## Q. 5.7

A toroidal coil has N turns closely wound on an air core and carries a steady current I as shown in Fig. 5.10. The toroid has an inner radius a and an outer radius b. Find H everywhere.

## Verified Solution

The closely wound toroidal coil has cylindrical symmetry (rotational symmetry about the z-axis), and thus the resulting H is independent of Φ. If the toroidal coil is rotated about the x-axis by 180º , it appears the same except for the reversed direction of the current in the coil. Note that if we reverse the current in the original coil, the direction of the resultant H should also be reversed. In view of this, we see that H cannot have the ρcomponent, because the vector component $H_{\rho } \pmb{a}_{ \rho }$ appears the same even if it is rotated about the x-axis by 180º . From these symmetry considerations so far, we arrive at a conclusion that H is of the form

$\pmb{H}= H_{\phi } (\rho , z)\pmb{a}_{ \phi } + H_{z} [(\rho ,z)\pmb{a}_{z}$. Assuming an ideal toroidal coil in which no current penetrates the $\phi = \phi _{1}$ plane( $\phi _{1}$ is constant), we see that the line integral of H around any closed path $C _{1}$, which lies flat on the $\phi = \phi _{1}$ plane, is zero, i.e.,

$\oint_{C_{1}}{\pmb{H} \pmb{\cdot } d \pmb{l}} = \oint_{C_{1}}{(H_{\phi } \pmb{a}_{\phi } + H_{z} \pmb{a}_{z}) \pmb{\cdot } (d \rho \pmb{a}_{\rho } + d z \pmb{a}_{z})} = \oint_{C_{1}}{H_{z} (\rho , z) dz} \\ \quad \quad \quad \quad = 0$                                                                                                    (5-25)

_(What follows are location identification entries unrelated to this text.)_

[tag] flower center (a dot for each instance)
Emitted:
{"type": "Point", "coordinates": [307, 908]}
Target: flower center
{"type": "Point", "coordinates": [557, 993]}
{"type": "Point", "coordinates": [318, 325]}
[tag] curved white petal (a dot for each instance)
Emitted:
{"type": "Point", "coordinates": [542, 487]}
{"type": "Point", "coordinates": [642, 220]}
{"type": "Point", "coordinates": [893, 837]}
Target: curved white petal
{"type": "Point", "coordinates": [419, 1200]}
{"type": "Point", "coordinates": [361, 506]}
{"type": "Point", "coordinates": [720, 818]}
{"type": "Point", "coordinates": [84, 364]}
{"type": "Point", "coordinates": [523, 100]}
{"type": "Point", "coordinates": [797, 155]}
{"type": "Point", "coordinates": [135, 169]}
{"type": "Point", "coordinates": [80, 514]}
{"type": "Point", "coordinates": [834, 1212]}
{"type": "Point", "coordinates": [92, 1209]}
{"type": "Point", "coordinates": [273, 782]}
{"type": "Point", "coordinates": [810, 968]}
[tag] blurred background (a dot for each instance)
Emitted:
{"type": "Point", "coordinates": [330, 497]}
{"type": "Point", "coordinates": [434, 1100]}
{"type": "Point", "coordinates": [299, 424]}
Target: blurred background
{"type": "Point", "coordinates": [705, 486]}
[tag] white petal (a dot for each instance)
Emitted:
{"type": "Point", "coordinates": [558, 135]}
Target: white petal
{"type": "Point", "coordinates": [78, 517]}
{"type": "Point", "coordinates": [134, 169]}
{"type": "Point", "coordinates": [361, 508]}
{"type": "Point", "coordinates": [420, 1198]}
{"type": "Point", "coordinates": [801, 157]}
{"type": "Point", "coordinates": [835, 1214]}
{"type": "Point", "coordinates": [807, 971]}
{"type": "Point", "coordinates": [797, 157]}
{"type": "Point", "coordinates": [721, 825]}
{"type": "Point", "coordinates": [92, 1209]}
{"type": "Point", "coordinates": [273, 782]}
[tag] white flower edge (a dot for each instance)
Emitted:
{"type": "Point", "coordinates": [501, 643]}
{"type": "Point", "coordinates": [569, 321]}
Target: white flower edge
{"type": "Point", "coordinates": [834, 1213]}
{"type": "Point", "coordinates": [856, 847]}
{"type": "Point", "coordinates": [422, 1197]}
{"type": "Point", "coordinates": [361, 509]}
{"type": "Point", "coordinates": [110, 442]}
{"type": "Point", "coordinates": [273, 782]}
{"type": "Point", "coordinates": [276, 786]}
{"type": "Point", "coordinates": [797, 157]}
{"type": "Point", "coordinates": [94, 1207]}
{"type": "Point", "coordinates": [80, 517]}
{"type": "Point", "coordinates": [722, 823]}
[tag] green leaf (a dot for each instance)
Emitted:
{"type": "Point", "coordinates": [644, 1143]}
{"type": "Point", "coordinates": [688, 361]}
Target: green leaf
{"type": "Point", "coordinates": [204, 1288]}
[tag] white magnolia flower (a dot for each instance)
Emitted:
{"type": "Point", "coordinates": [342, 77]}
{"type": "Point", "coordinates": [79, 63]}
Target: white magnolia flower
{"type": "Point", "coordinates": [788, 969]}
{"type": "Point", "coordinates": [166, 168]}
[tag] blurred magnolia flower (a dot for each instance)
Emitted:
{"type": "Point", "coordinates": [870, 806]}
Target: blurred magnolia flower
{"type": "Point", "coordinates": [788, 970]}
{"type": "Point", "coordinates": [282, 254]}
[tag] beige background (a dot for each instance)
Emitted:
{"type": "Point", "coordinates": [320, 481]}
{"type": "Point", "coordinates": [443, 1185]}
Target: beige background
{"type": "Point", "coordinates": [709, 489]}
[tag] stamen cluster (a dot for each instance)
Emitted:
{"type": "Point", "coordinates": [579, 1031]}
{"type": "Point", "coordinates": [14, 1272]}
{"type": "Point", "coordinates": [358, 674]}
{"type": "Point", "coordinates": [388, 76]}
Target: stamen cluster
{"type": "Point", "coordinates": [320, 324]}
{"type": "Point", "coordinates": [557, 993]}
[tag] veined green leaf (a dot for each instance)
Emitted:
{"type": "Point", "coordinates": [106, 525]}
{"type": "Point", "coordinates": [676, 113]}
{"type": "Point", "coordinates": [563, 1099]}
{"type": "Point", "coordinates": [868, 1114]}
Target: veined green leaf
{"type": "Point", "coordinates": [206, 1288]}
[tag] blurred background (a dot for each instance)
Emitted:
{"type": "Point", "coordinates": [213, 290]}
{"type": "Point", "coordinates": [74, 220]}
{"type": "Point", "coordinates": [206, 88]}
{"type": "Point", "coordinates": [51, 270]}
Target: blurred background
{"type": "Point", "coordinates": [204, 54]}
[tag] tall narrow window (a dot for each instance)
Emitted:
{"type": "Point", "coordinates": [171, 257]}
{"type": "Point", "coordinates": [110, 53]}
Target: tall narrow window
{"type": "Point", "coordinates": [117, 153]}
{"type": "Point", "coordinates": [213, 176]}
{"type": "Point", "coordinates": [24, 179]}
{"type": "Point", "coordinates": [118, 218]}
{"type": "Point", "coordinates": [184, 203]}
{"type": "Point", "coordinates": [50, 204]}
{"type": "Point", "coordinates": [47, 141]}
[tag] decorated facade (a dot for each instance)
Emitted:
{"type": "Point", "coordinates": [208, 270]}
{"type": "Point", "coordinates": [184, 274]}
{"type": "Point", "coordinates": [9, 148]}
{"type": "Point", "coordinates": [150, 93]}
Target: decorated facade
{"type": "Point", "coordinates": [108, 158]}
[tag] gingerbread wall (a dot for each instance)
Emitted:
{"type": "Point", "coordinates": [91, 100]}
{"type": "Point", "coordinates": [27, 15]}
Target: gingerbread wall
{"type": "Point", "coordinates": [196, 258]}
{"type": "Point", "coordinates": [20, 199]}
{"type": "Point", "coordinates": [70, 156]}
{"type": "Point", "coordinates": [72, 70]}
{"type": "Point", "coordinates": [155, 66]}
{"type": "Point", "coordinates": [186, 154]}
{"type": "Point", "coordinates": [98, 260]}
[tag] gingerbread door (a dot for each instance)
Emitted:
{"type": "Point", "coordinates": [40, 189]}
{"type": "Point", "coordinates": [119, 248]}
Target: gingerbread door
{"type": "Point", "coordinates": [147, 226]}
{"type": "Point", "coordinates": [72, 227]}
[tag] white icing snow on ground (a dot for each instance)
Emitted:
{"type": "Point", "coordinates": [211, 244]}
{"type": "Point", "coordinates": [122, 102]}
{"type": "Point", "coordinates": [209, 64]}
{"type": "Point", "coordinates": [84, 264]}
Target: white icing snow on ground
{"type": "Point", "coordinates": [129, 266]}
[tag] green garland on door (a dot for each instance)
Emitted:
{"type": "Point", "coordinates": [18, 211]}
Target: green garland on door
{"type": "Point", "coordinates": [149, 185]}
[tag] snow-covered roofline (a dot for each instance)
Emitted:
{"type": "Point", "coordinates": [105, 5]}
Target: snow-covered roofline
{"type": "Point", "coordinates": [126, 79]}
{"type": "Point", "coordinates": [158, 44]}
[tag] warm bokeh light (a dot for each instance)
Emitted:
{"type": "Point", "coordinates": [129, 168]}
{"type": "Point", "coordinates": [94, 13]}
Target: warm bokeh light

Here, we use $d \pmb{l} = d \rho \pmb{a}_{\rho } + dz \pmb{a}_{z}$ in the $\phi =\phi _{1}$ plane. Suppose $C_{1}$ is a rectangle with the left side at $\rho =\rho _{1}$ and the right side at $\rho =\rho _{2}$, being parallel to the z-axis in the $\phi =\phi _{1}$ plane. Since Eq. (5-25) should be satisfied regardless of the height of $C_{1}$, we obtain the relation $H_{z} (\rho_{1} , z) = H_{z} (\rho_{2} , z)$ from Eq. (5-25), implying that $H_{z}$ is constant everywhere. The finite extent of the toroidal coil, however, assures that H = 0 at infinity, meaning that $H_{z} = 0$ everywhere. From the discussions so far, we conclude that H of the toroidal coil is of the form $\pmb{H} = H_{\phi} (\rho, z) \pmb{a}_{\phi}$.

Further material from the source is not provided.